When an RDD is cached, its partitions are first read as Iterator s. Spark then “unrolls” the iterator into a Block . Unrolling requires temporary space from the MemoryManager . If sufficient space is unavailable, unroll fails; otherwise the block is stored either deserialized ( DeserializedMemoryEntry ) or serialized ( SerializedMemoryEntry ) depending on the chosen storage level.

Because executor memory is limited, Spark may evict old blocks using an LRU policy on the LinkedHashMap . Evicted blocks that have a disk component are spilled to disk; otherwise they are simply removed. Eviction rules ensure the evicted block shares the same memory mode, belongs to a different RDD, and is not currently being read.

Execution Memory Management

All tasks running in an executor share a pool of execution memory. Each task can request between 1/2N and 1/N of the total executor memory, where N is the number of concurrent tasks. If a request cannot be satisfied, the task is blocked until enough memory is released.

During Shuffle, execution memory is used for both the write and read phases. In the write phase, Spark may use an ExternalSorter (heap‑based) or a ShuffleExternalSorter (Tungsten‑based). The latter can store data in either on‑heap or off‑heap memory depending on configuration. In the read phase, data is aggregated by an Aggregator and may also be sorted, both consuming on‑heap memory.

Both sorter and aggregator rely on an AppendOnlyMap hash table. When this map grows beyond the memory manager’s allowance, Spark spills its contents to disk (a “spill”), later merging the spilled files.

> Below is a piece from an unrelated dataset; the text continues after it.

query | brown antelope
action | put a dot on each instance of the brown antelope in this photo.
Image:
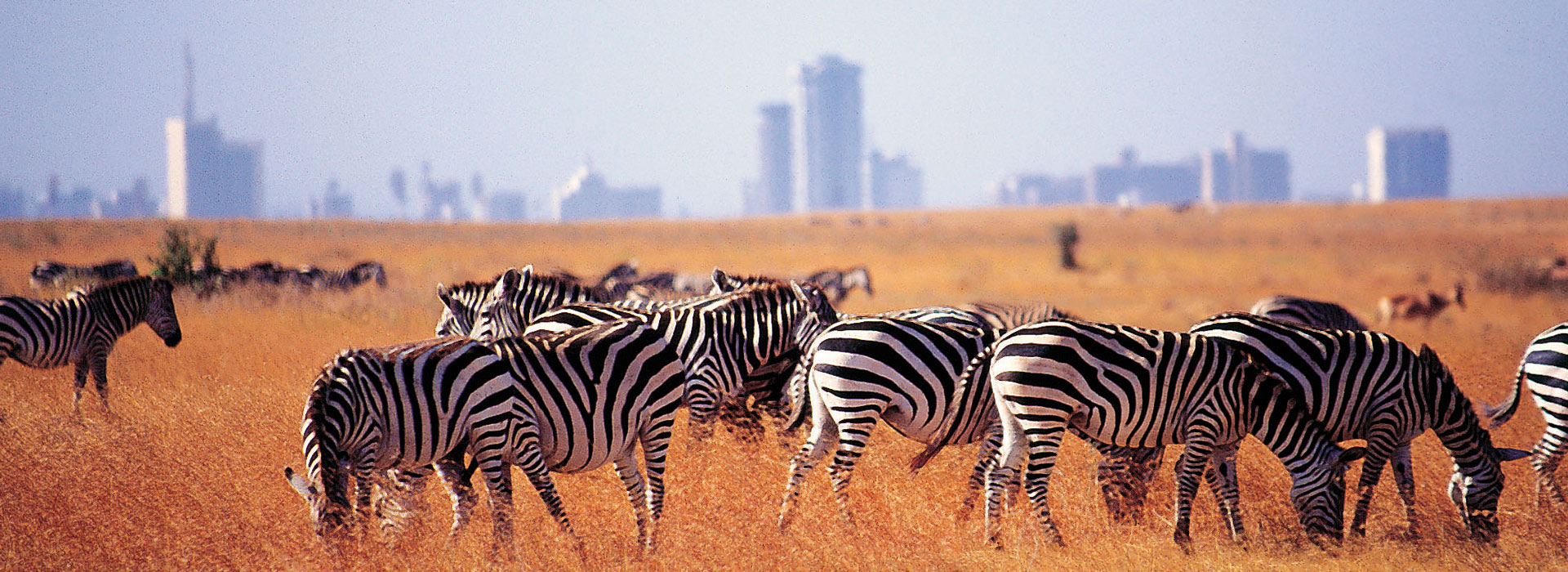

Tungsten introduces a page‑based memory manager. Memory is divided into 64‑bit logical addresses composed of a 13‑bit page number and a 51‑bit offset. Each page is represented by a MemoryBlock with fields obj (object reference for on‑heap pages or null for off‑heap) and offset (the absolute address). This unified addressing allows Spark to sort pointers without deserialization, greatly improving memory‑access and CPU efficiency.

Conclusion

Spark’s storage memory and execution memory are managed by distinct mechanisms: storage memory uses a LinkedHashMap of blocks derived from RDD partitions, while execution memory relies on AppendOnlyMap and Tungsten’s page‑based system to handle Shuffle data. Understanding these internals helps developers tune Spark applications for optimal performance.